Writing media files
Mediabunny enables you to create media files with very fine levels of control. You can add an arbitrary number of video, audio and subtitle tracks to a media file, and precisely control the timing of media data. This library supports many output file formats. Using output targets, you can decide if you want to build up the entire file in memory or stream it out in chunks as it's being created - allowing you to create very large files.
Mediabunny provides many ways to supply media data for output tracks, nicely integrating with the WebCodecs API, but also allowing you to use your own encoding stack if you wish. These media sources come in multiple levels of abstraction, enabling easy use for common use cases while still giving you fine-grained control if you need it.
Creating an output
Media file creation in Mediabunny revolves around a central class, Output
. One instance of Output
represents one media file you want to create.
Start by creating a new instance of Output
using the desired configuration of the file you want to create:
import { Output, Mp4OutputFormat, BufferTarget } from 'mediabunny';
// In this example, we'll be creating an MP4 file in memory:
const output = new Output({
format: new Mp4OutputFormat(),
target: new BufferTarget(),
});
See Output formats for a full list of available output formats.
See Output targets for a full list of available output targets.
You can always access format
and target
on the output:
output.format; // => Mp4OutputFormat
output.target; // => BufferTarget
Adding tracks
There are a couple of methods on an Output
that you can use to add tracks to it:
output.addVideoTrack(videoSource);
output.addAudioTrack(audioSource);
output.addSubtitleTrack(subtitleSource);
For each track you want to add, you'll need to create a unique media source for it. You'll be able to add media data to the output via these media sources. A media source can only ever be used for one output track.
Optionally, you can specify additional track metadata when adding tracks:
// This specifies that the video track should be rotated by 90 degrees
// clockwise before being displayed by video players, and that a frame rate
// of 30 FPS is expected.
output.addVideoTrack(videoSource, {
// Clockwise rotation in degrees
rotation: 90,
// Expected frame rate in hertz
frameRate: 30,
});
// This adds two audio tracks; one in English and one in German.
output.addAudioTrack(audioSourceEng, {
language: 'eng', // ISO 639-2/T language code
});
output.addAudioTrack(audioSourceGer, {
language: 'ger',
});
// This adds multiple subtitle tracks, all for different languages.

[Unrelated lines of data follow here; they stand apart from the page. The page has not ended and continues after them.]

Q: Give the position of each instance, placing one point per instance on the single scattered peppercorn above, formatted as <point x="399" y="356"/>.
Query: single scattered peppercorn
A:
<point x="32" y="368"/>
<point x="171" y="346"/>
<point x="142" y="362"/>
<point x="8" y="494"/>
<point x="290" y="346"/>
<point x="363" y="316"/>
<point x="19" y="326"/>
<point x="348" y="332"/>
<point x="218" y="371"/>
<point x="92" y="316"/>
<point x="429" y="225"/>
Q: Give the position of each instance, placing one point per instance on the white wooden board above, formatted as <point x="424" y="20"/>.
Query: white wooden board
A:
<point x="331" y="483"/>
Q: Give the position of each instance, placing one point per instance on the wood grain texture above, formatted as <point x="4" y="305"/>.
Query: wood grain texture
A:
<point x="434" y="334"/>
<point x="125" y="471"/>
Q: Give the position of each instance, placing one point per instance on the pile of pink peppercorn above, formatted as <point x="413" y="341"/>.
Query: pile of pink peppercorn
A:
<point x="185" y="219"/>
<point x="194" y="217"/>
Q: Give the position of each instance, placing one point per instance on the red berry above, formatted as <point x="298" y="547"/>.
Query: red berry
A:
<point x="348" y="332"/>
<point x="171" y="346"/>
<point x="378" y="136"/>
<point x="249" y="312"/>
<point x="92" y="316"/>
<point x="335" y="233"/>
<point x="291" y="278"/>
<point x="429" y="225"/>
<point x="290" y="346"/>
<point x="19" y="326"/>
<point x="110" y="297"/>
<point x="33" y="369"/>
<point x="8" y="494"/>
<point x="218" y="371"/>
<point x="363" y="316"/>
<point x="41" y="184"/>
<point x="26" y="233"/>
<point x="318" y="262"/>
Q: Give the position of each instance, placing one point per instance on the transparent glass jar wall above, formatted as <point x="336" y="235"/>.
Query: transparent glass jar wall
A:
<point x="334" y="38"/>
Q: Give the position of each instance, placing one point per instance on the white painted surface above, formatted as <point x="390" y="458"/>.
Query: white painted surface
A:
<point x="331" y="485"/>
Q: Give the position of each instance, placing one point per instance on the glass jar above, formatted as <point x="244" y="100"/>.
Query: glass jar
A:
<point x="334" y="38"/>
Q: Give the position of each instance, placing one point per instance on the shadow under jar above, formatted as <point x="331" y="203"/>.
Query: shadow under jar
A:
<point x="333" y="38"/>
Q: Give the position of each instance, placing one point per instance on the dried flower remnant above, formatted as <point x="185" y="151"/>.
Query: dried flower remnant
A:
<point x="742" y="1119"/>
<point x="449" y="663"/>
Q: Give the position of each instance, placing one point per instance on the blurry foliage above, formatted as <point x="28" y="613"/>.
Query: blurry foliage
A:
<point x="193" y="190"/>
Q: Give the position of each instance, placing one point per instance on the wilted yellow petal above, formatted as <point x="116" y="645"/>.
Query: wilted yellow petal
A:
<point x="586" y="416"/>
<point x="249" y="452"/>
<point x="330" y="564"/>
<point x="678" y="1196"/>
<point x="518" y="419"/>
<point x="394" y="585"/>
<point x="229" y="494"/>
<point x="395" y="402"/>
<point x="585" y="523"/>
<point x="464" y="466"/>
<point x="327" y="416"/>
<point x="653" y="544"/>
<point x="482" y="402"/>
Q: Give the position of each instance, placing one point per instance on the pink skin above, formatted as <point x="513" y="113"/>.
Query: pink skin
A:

output.addSubtitleTrack(subtitleSourceEng, { language: 'eng' });
output.addSubtitleTrack(subtitleSourceGer, { language: 'ger' });
output.addSubtitleTrack(subtitleSourceSpa, { language: 'spa' });
output.addSubtitleTrack(subtitleSourceFre, { language: 'fre' });
output.addSubtitleTrack(subtitleSourceIta, { language: 'ita' });
INFO
The optional frameRate
video track metadata option specifies the expected frame rate of the video. All timestamps and durations of frames that will be added to this track will be snapped to the specified frame rate. You should avoid adding frames more often than the rate permits, as this will lead to multiple frames having the same timestamp.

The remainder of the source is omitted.